Le Conseil de Ville a tranché après un débat qualifié de musclé par le maire lui-même. Un membre de la société civile agira bientôt à la présidence de la Société de transport de Trois-Rivières (STTR). L’agitation médiatique créée par le départ forcé du directeur général de la STTR aura donc coûté la présidence au conseiller municipal Luc Tremblay, quelques mois après avoir entamé un second mandat. L’instabilité ronge la STTR. Que retenir de cette chronique de la saine gouvernance? Une double confusion.

D’abord, on nous annonce que le Conseil d’administration de la STTR sera indépendant. C’est déjà un aveu de l’ingérence politique récente. Le Conseil d’administration de la Société de transport n’est pas un comité d’étude ou une simple commission consultative. Sa création relève d’une loi provinciale qui lui permet de prendre ses décisions. Et l’importance de son budget n’est pas un fait nouveau qui permet à un conseil parallèle d’opérer dans le bureau du maire.

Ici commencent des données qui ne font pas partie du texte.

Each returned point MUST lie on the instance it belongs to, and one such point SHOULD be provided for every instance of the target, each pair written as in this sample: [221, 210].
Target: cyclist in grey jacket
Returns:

Ensuite le mode de décision. Les administrateurs de la STTR n’ont pas saisi la manière de conduire une négociation avec la direction. Certains membres du Conseil d’administration de la STTR ont bafoué la confidentialité de la négociation de départ. Le maire comme le président de la STTR ont été forcé de réagir publiquement. Sortie au grand jour, l’affaire se transforme en humiliation pour l’ex-directeur général. Le montant d’indemnité en jeu et le bilan du gestionnaire ne changent rien au principe.

Penser que l’indépendance de la STTR sera trouvée par la nomination d’un président issu de la société civile est une vue de l’esprit.

Après les ratées du nouveau réseau, je m’inquiète des opérations d’une société de transport qui cherche maladroitement à se protéger d’une gouvernance mal comprise. Et les usagers dans tout cela?